Towards achieving zero emissions at construction sites
As the world copes with absurd weather conditions due to global warming, climate change and the likes, the construction industry are intensely examining measures that would reduce their carbon footprints. Leading manufacturers such as Hitachi, Komatsu and Kubota are looking intensely at electrifying their heavy machines in order to bring emissions down to zero at construction sites.
The President of Hitachi Construction Machinery Kotaro Hirano, announced the need for electric or battery powered equipment has come full circle especially within the European market which is why the upcoming heavy industry equipment fair (Bauma) will be featuring more battery-powered excavators. The Bauma fair which will be held in Munich, Germany from the 24th of October right up to the 30th of October will be seeing an increase in battery powered compact heavy machines between the 2 and 13 tonne class machines.
The zero emissions objectives for construction sites is a critical benchmark that Hitachi Construction Machinery Group stays committed to since the release of 8-tonne ZE85 excavator in 2020 and more recently the 5 tonne ZX55U-6EB in 2022. The collaboration between Hitachi and other heavy machine counterparts has resulted in the latest models that will be presented at Bauma 2022 for the very first time. All these developments are due to sincere concerns about the environment and not only a case of getting over environmental regulations which are becoming more stringent as time passes. It is the best way to combat global warming and establish low carbon environments.
The expectations from the general masses from the construction machinery industry is equivalent to the expectations that most people have on the automobile industry, these expectations are high and most manufacturers are not taking this fact lightly and many are in the midst of redesigning and redeveloping excavators that are electric powered and achieving the zero emission objective of the entire world.
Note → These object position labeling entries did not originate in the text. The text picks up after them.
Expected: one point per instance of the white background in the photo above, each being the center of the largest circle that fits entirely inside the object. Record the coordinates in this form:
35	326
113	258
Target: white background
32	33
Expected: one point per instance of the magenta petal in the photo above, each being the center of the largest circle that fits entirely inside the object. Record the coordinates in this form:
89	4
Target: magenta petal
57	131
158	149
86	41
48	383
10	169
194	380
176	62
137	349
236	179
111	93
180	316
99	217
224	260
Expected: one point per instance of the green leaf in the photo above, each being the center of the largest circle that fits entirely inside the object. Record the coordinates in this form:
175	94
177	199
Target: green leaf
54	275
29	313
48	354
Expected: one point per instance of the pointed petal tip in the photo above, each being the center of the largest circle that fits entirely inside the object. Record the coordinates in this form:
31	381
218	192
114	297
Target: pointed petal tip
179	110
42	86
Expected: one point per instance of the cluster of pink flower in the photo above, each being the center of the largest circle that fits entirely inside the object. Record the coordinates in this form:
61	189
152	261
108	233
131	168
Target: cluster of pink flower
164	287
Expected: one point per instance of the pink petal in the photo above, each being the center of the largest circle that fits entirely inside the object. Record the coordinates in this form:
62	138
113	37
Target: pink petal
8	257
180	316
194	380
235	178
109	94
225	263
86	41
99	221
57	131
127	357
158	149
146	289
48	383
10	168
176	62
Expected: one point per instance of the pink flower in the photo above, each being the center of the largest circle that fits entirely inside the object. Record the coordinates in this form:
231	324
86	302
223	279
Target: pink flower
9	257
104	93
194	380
The growing need for electric powered hydraulic excavators has been in view of most manufacturers for more than a decade especially within the 2 to 10 ton categories which are most often used in urban construction environments due to the significant level of practicality of these machines in urban areas.
Developments by the EAC see prototypes having the ability to combine battery power and commercial electricity supply without compromising the workload when switching between the power sources. The reason as to why these machines have the ability to utilise the alternative power supply is for these machines to be able to longer (operating hours).
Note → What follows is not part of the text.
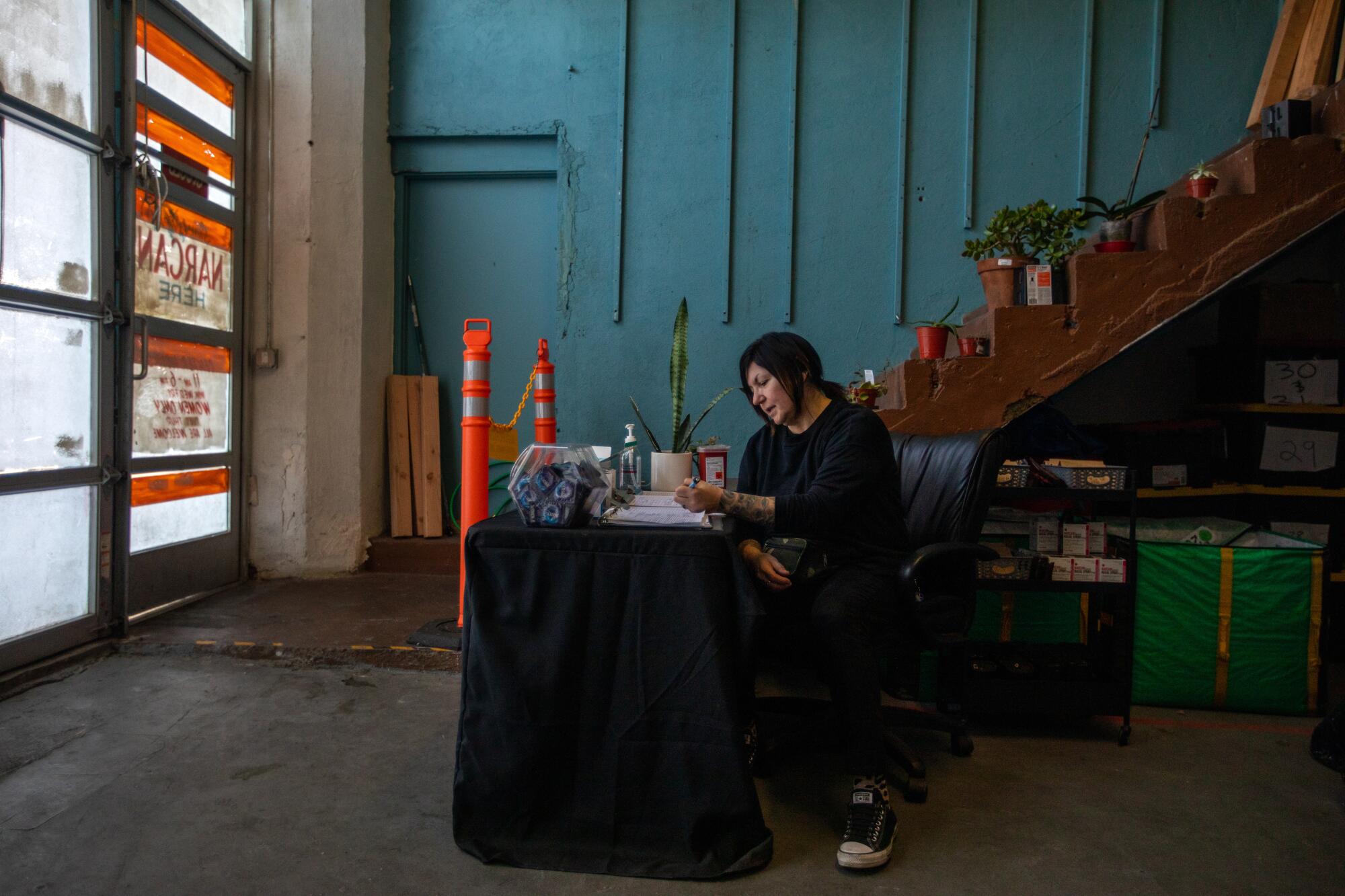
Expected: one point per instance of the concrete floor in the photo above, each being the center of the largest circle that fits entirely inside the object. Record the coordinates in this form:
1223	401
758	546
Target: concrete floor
177	770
Komatsu’s has moved up the competitive pace of the electric mid-size hydraulic excavator with the PC210E using the US made proterra battery. Proterra and Komatsu established a working partnership in 2021 towards developing an electric powered mid-range hydraulic excavator and only recently announced that the manufacturer will be launching the first ever 20 tonne lithium-ion battery electric excavator. The launch will also be held at Bauma 2022 and is expected to hit both Asian and European markets in early 2023. This was observed by marketing analysts as a response to Caterpillar’s announcement back in 2019 that the leading manufacturer was in the process of developing the “world’s largest” excavator.
The announcement indicated that the 26-ton machine will be powered by a 300 kWh ion-lithium battery pack. In the case of Komatsu, the battery is allegedly capable of performing between 5 to 9 hours after a full charge based on data collected from actual tests at project sites, how this will work in an excavator rental service where machinery is loaned on short term basis, is still unknown. Further improvements from a technological perspective to battery packs could be expected from Tesla in the very near future.